Good Carbs vs Bad Carbs

Kim Day

December 8, 2018

Good Carbs vs. Bad Carbs

Carbs. Carbs. CARBS! They’re everywhere this time of year. We crave them. We try to resist them. We obsess over them. But for good reason. There’s a WIDE range of opinions on carbohydrates. Some promote them as healthy, while others shun them. So are carbs good or bad? Short answer: Both.

Our bodies need carbohydrates. Trust me. I went on a NO carb diet one semester in college and it was NOT pretty. (Ask me in person if you want a funny story!) Carbs give us energy…GOOD (complex) carbs do. Bad (simple) carbs make us crash and crave more…and gain weight. So what’s the difference?

Good, complex carbs chemical structure and fibers require our bodies to work harder to digest, and energy is released over a longer period of time. For the most part, good carbs are in their “natural” state, or very close to it. Think whole grains, beans, vegetables, fruits. Complex carbs have a low Glycemic Index (GI), producing a gradual rise in your blood sugar, helping you feel fuller longer.

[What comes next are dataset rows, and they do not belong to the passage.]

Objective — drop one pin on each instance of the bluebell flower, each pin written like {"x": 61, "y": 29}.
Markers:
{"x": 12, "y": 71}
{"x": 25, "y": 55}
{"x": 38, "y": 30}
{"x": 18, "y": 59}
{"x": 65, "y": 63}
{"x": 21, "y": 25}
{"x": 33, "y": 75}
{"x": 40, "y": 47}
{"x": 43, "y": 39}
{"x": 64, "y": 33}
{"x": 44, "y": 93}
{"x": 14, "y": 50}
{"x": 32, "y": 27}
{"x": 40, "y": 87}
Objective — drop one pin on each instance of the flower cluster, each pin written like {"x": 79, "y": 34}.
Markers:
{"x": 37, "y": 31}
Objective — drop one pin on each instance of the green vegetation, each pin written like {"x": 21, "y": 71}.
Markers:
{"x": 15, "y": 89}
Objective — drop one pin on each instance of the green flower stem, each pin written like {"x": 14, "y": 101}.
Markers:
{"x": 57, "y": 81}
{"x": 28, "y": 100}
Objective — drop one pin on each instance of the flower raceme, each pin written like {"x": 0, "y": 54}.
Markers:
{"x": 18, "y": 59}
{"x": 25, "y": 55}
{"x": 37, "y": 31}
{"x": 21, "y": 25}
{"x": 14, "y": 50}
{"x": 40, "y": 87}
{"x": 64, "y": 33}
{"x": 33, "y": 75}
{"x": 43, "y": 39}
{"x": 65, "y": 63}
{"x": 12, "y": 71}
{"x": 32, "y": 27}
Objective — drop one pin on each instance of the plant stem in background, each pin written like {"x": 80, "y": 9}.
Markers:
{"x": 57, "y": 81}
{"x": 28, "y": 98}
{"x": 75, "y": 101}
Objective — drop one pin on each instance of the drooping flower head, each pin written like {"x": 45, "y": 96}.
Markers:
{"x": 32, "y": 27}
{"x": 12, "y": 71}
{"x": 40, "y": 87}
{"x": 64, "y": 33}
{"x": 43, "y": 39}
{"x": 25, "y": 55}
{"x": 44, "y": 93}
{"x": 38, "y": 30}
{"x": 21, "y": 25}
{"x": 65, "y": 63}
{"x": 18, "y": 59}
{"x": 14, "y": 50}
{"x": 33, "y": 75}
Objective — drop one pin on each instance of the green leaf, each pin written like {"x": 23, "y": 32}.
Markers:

Bad, simple carbs are the opposite: generally processed, so they’ve been stripped of their natural ingredients and fiber. Simple carbs are smaller molecules of sugar digested quickly into our bodies, which leads to a faster “crash”. Ever feel extremely tired AND hungry not long after eating potato chips and a soda…or other various simple carbs? Simple carbs are high Glycemic Index, causing a rapid fluctuation in your blood sugar…known as the crash. White breads, pasta, cereal, granola bars, juices, sodas, desserts…you know what the bad carbs are.

I found this chart pretty helpful, if you’re a visual person like myself –


The bottom line: Carbs are not bad for you. Carbohydrates — both complex and simple ones — are part of a healthy diet. Don’t get so caught up in macros and crunching numbers that you make yourself crazy. Just be sensible about the carbs you choose AND the time of day you choose them. I personally try to limit my carbs after lunch, but I make sure to get my complex intake at lunch…otherwise I’m really craving carbs for dinner. And if I’m heading to a get-together where I know there’s only going to be crap food, (every holiday party this month!) I’ll chow down on a quick salad at home before I head out the door…I’m way less tempted by the time I arrive. It’s not rocket science, but it takes discipline: skip the low-nutrient foods, consider the levels of sugar and fiber, and focus on healthy whole grains, fruits, and veggies to get the energy your body needs every day. And at your next holiday party, ask yourself: Is this Christmas cookie REALLY going to make me feel better? My answer: No, but this glass of wine will! 😉 Find your balance!